Protecting the environments become the most important crossroad of our time. Our existence depends on the conservation of the planet. Therefore, the research projects whose purpose is to guarantee this survival are key to our very own future as a species. 130 years ago, there was an identical desire to learn about our environment in order to improve it. This brought together 33 scholars including natural scientists, geographers, cartographers, educators, lawyers, and fom the military, to create an entity which would contribute to extending the boundaries of knowledge of geography. Thus was born the National Geographic Society, founded on a cold day, 27 January 1888 in Washington D.C. by this heterogeneous group of wise men, among which were philanthropist Gardiner Greene Hubbard, the first President of the Society, and his son-in-law, British inventor, scientist, and speech therapist Alexander Graham Bell, who succeeded him as President.
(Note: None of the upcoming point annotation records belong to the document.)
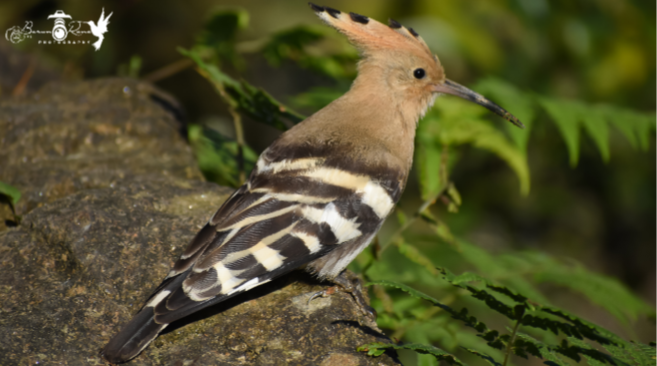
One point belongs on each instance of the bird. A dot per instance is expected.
(319, 193)
(100, 29)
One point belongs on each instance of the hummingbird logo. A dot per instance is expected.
(100, 29)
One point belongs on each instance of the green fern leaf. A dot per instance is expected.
(595, 125)
(11, 192)
(601, 290)
(377, 349)
(565, 115)
(412, 253)
(428, 161)
(519, 103)
(457, 122)
(487, 358)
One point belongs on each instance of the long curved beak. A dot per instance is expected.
(450, 87)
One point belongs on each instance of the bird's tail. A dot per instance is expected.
(133, 338)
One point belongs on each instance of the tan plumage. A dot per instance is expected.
(319, 193)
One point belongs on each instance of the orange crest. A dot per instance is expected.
(372, 37)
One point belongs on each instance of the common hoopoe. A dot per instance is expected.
(319, 193)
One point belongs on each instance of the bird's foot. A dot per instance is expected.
(353, 287)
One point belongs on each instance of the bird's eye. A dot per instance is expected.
(419, 73)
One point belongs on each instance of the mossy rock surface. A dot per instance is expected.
(111, 195)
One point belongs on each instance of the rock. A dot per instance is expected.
(111, 195)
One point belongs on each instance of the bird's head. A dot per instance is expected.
(397, 61)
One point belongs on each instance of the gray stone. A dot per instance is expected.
(111, 195)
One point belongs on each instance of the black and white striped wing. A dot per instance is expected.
(290, 213)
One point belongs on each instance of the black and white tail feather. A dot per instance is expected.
(301, 207)
(318, 194)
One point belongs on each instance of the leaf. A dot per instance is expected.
(318, 97)
(292, 44)
(595, 125)
(518, 103)
(245, 98)
(11, 192)
(565, 115)
(462, 315)
(489, 359)
(377, 349)
(411, 252)
(637, 127)
(220, 32)
(455, 122)
(217, 156)
(532, 346)
(604, 291)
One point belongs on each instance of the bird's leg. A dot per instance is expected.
(351, 286)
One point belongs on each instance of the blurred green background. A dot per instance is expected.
(600, 213)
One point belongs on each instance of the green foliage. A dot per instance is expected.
(377, 349)
(569, 116)
(504, 309)
(291, 44)
(10, 195)
(217, 155)
(220, 34)
(523, 312)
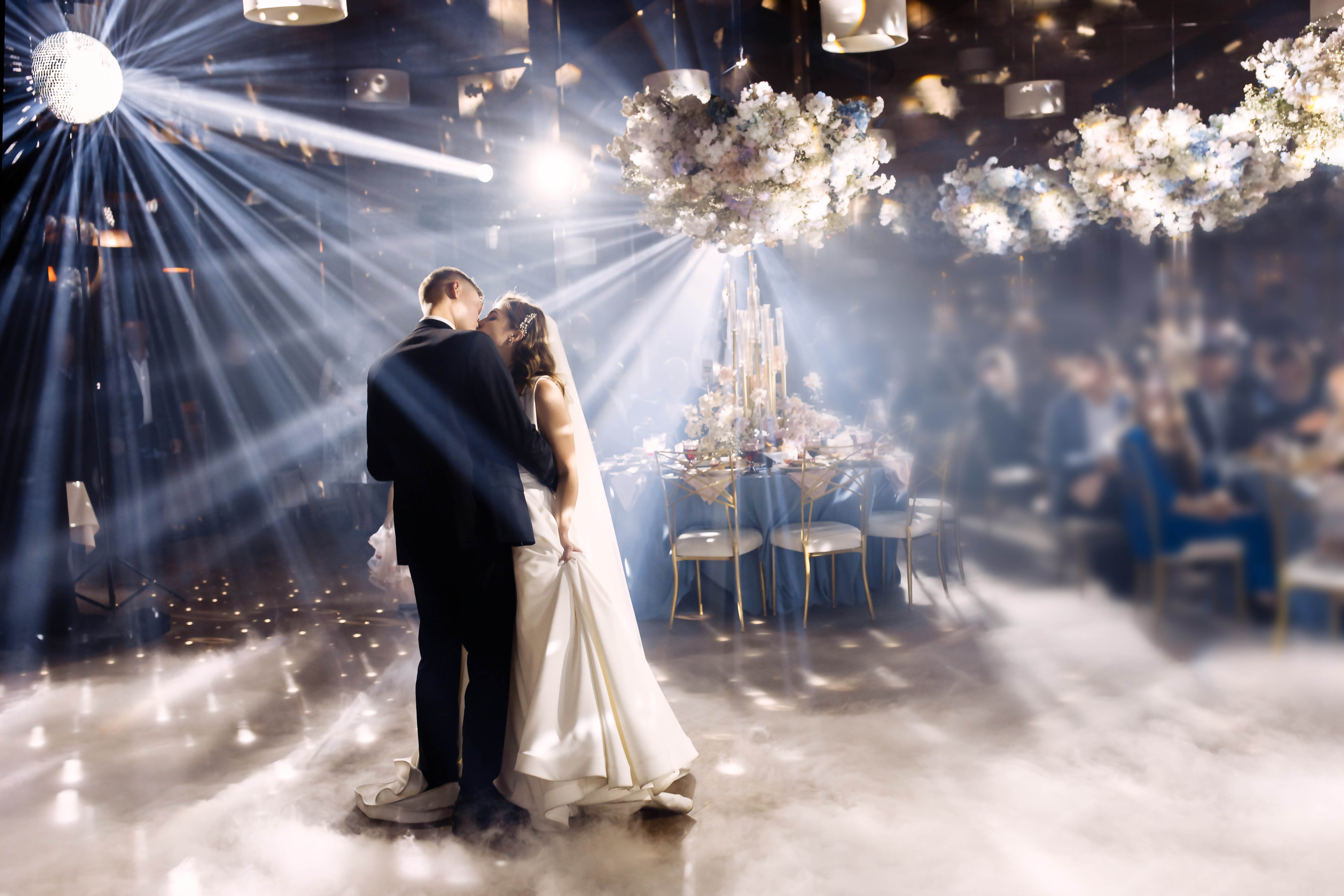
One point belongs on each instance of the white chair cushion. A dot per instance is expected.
(931, 506)
(1010, 476)
(892, 524)
(1314, 574)
(717, 545)
(823, 538)
(1209, 551)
Since then, National Geographic has become the most important non-profit institution in the world, and an absolute reference when it comes to exploration and research. Under the protection of the yellow frame of its iconic logo, in the last century and a half the National Geographic Society has supported the careers of scientists and researchers from all around the world. Figures such as the North Pole explorer Robert E. Peary, or the man who discovered the city of Machu Pichu, Hiram Bingham, as well as those who are closer to our contemporary period. This is the case of the primatologists Jane Goodall and Diane Fossey; the oceanographer and marine archaeologist who discovered the remains of the Titanic, Robert Ballard; film-maker James Cameron; Spanish marine biologist, Enric Sala; and the recent winner of the 2018 Princess of Asturias Award, also a marine biologist, Sylvia Earle.
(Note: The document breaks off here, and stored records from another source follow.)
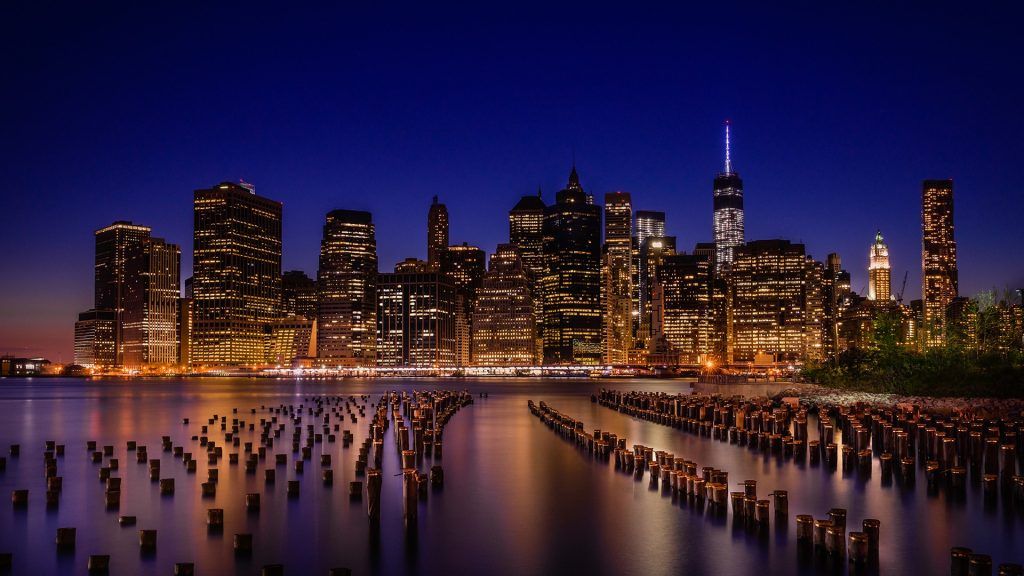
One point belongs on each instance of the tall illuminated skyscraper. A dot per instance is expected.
(938, 257)
(236, 274)
(649, 224)
(879, 275)
(616, 283)
(114, 245)
(437, 233)
(346, 307)
(728, 204)
(150, 331)
(504, 323)
(570, 285)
"A Window to the World. 130 Years of National Geographic" shows not only the history of the Society and its legacy, but also the evolution of an institution that has been capable of adapting to the times, and to vary the definitions of its main missions according to the demands of the said missions. Although when it started out the goal of the 33 founders was to explore the geography of the world and search for places that were still unknown to man, the challenges have varied according to the times to accommodate other priorities. Geography has given way to exploration of other worlds: space, with articles and documentaries about NASA missions and unknown universes such as Mars, and the oceans, the latest current frontier, source of life from the beginning of our planet, and one of the main conservation missions in order to guarantee the survival of our species. In the words of Sylvia Earle, "No Blue, No Green," in reference to how much we depend on the sustainability of the seabed in order to recover the environmental balance. Through photographs, videos, and iconic objects, the exhibition delves into these issues, presented in five sections, through which we will learn more about the early days, but especially about the present and future of National Geographic, its missions and their meaning. Visitors will begin their journey in Terra incognita, where we celebrate the birth of the Society and the age of expeditions. In Origin, visitors will learn about the explorations that have contributed to discovering our development as a species. In De Profundis, we propose a look at this essential underwater world, with the presence of the Pristine Project, the mission set up by Enric Sala in 2008 to explore the last wild underwater enclaves. In The Future at Stake we look towards space, but also to the challenges that we have as a species to reverse the degradation of our natural environment, and finally, the Coexistence section shows us other challenges that National Geographic also currently addresses, such as gender and racial diversity in our global society, the most relevant issues of the present. The exhibition A Window to the World. 130 Years of National Geographic is on at the Espacio Telefónica in Madrid (Fuencarral, 3) until February 24th, 2019.